In 1812, Batashev and his family hurriedly left their palace. Marshal, driving with the avant-garde along Shviva Gorka, drew attention to the grandiose house and ordered to take it for himself. He was struck by the luxury and richness of the furnishings and did not believe that this was a merchant's house: "We do not have such palaces in Paris," he said. Murat arranged a residence here, this saved the palace from fire - but did not save it from looting. The damage from standing was also significant, and I.R. Batashev spent 300 thousand rubles.

After the death of 90-year-old Ivan Romanovich, the house went to his granddaughter Daria Ivanovna Batasheva, who married the hero of the Patriotic War, General D.D. Shepelev. His portrait adorned the Military Gallery of 1812 in the Winter Palace, and his name was entered on a memorial plate in the gallery of the Cathedral of Christ the Savior. And since then Muscovites called this palace Shepelevsky. The owner was very hospitable, in the winter seasons he treated all of Moscow. In 1826, the Duke of Devonshire, the ambassador of the Queen of England at the coronation of Emperor Nicholas I, stayed here. After Shepelev's death in 1841, V.A. Sukhovo-Kobylin (father of the writer). The daughter of the Shepelevs Anna married Prince Lev Golitsyn and they inherited the house. After their death in 1879, the city bought the estate to house the Yauza hospital for laborers.

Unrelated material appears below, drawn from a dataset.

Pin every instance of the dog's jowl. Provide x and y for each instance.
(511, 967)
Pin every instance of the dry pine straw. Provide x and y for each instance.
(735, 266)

After the revolution of 1917, the hospital was renamed the "hospital named after Medsantrud". It became departmental for the GPU and the Chekists were treated there. Here in the courtyard there is a place of secret burial of the victims of KGB executions. From 1921 to 1926, about a thousand people were buried here. Mostly young people, under 35: noblemen, royal officers, professors, writers, priests, museum workers and a few foreigners. In 1999, a monument in the form of a large boulder was erected to all of them in the courtyard of the hospital. The memorial plaque lists some identified names of these victims of repression.